We do not deem that the foregoing statement is a finding by the Board that the refusal of the Company to accept the *9War Labor Board as an arbitrator was the cause of the strike. Such a finding would be without substantial support. The strike vote had been taken on August 8, or before the meeting with the War Labor Board on August 23. It was not an unfair labor practice for the Company to refuse to accept the National War Labor Board as an arbitrator. At most it could only be considered as a circumstance bearing on the question as to whether or not the respondent was refusing to bargain collectively in good faith. There is no law requiring the acceptance of the War Labor Board as an arbitrator.

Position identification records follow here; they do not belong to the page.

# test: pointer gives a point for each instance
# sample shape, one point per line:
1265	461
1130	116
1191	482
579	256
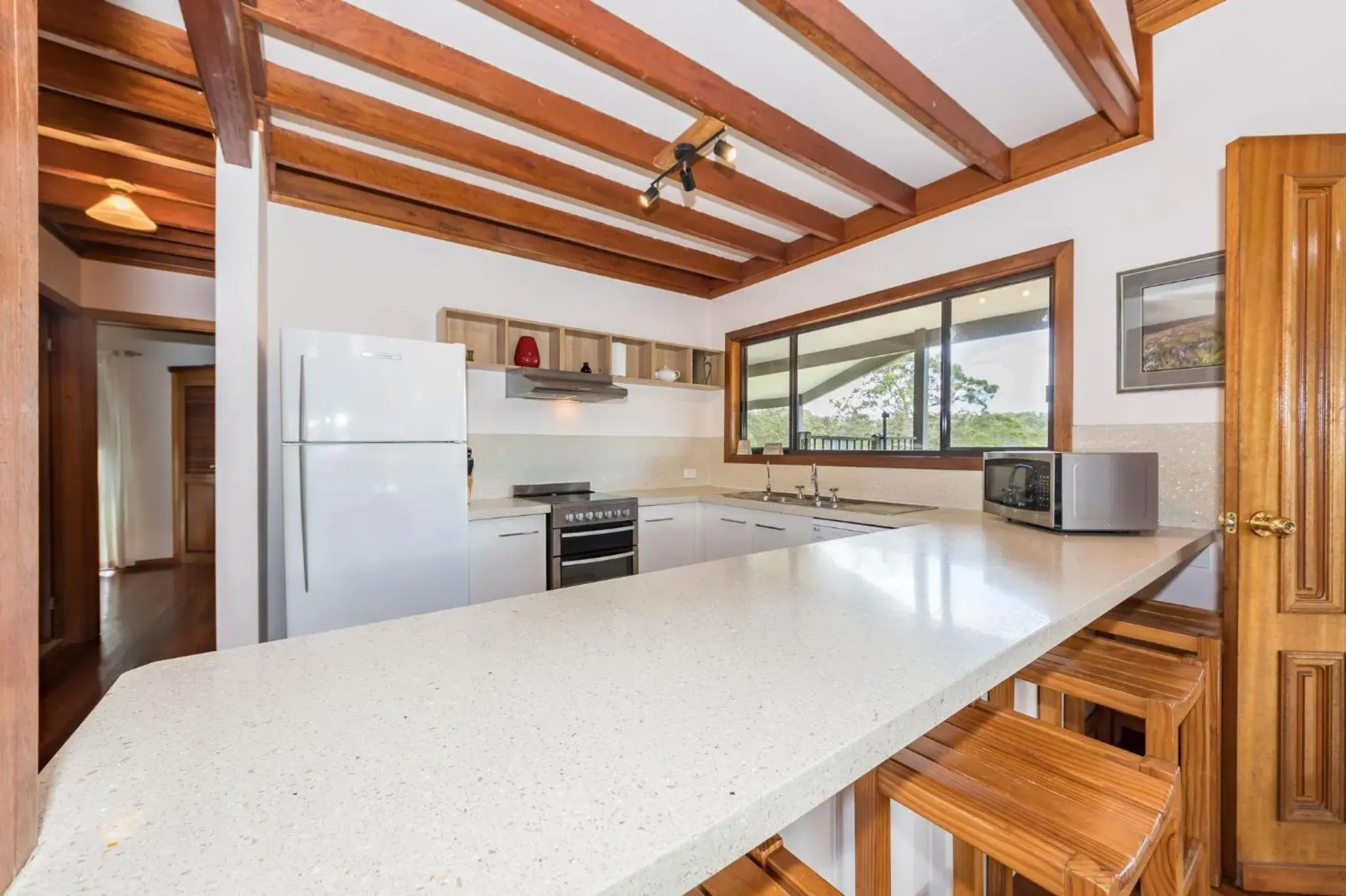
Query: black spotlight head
687	177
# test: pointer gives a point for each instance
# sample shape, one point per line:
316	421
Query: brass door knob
1266	525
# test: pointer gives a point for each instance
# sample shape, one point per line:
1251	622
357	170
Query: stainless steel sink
827	503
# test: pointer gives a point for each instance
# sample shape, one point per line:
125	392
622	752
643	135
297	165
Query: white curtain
114	460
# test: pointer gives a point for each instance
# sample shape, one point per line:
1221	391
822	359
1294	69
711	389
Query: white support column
240	400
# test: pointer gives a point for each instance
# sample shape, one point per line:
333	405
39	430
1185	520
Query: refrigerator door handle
303	501
303	420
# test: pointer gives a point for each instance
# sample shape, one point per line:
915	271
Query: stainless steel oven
1073	491
592	536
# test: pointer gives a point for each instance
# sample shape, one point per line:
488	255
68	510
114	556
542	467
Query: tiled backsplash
1189	467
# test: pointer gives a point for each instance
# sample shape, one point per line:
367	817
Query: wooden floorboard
147	617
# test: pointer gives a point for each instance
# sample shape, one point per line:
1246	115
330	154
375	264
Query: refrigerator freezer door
373	532
346	388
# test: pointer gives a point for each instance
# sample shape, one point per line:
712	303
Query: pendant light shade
120	210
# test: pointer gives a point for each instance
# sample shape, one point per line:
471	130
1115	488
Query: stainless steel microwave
1073	491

Besides, the fact that the War Labor Board had previously issued a directive to the Company wherein the Company had been directed to observe maintenance of membership and check-off and for arbitration of certain specified matters clearly suggests why the Union proposed the War Labor Board as the arbitrator and why the respondent refused to accept it as such. It had already expressed itself in favor of the Union and against the position of the Company.
But the petitioner did not base its findings of unfair practices or its order for their remedy on respondent’s refusal to accept the War Labor Board as arbitrator. It found, and the record supports the finding, that the respondent’s unfair labor practices were the fundamental cause of the strike and the reasons for the remedial orders based on the finding.
A decree directing enforcement of the Board’s order may be presented for entry with the qualifications upon provisions 2(c) and (f) of the order that the applications provided for therein must be made within a reasonable time from the entry of this decree.